政治・経済

空き家問題の解消後押し 地域問題研究所の支援事業が始動

地域問題研究所の伊東所長(右)と瀧澤研究員

 シンクタンクの地域問題研究所(松本市島内)は今夏、社会問題となっている空き家を解消するため、所有者への啓発や広報を中心とした支援事業を始めた。空き家の活用が進まない背景として、遺品や家財などの何から片付けていいか分からなかったり、賃貸するにも「修繕をしなければ」と思い込みがちだったりする点がある。専門の資格を持ち、自身の実家を貸した経験もある所員が相談に乗り、当事者と伴走しながら活用に向けて支えることにした。

 全国的に空き家が増加する中、倒壊の危険やごみの放置、草木の繁茂などが問題となっている。
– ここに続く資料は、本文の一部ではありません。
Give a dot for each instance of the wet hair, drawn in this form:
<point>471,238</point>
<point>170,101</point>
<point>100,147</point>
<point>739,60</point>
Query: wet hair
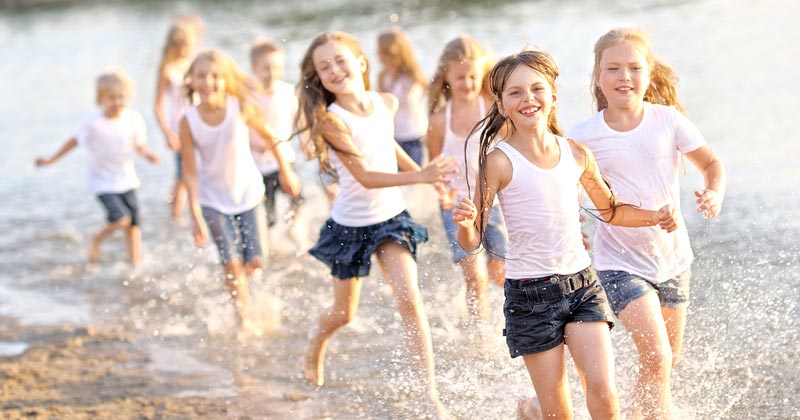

研究所によると、県内の空き家率は全国で3番目に高い。別荘が多いという地域性もあるが、別荘地以外の市街地や農村部でも空き家は多いという。
 研究所の瀧澤重人研究員も生坂村の実家が無人となり、草刈りや除雪、メンテナンスに約3年間通ったが「生産性が悪かった」と振り返る。重い腰を上げて「空き家バンク」に登録したところ、すぐに借り手が見つかったといい「借りたい人はたくさんいる。時間もお金も浮いた」と話す。松本市内の実家をシェアハウスとして活用してもらっているという伊東敬所長も「住まないでいると家はどんどん傷む。借りてもらってありがたい」と語る。
 事業では具体的には、遺品の整理や廃棄物の処理、仏壇の魂抜き、農地の引き継ぎなどをワンストップでできるようにサポートする。敷地や建坪が広かったり敷地内に建物が多かったりする住宅について「現状貸し」を認める内容で賃貸借契約が結べることも発信する。
 伊東所長は「空き家を活用するため所有者に寄り添い、背中を押す役割を担いたい」と話している。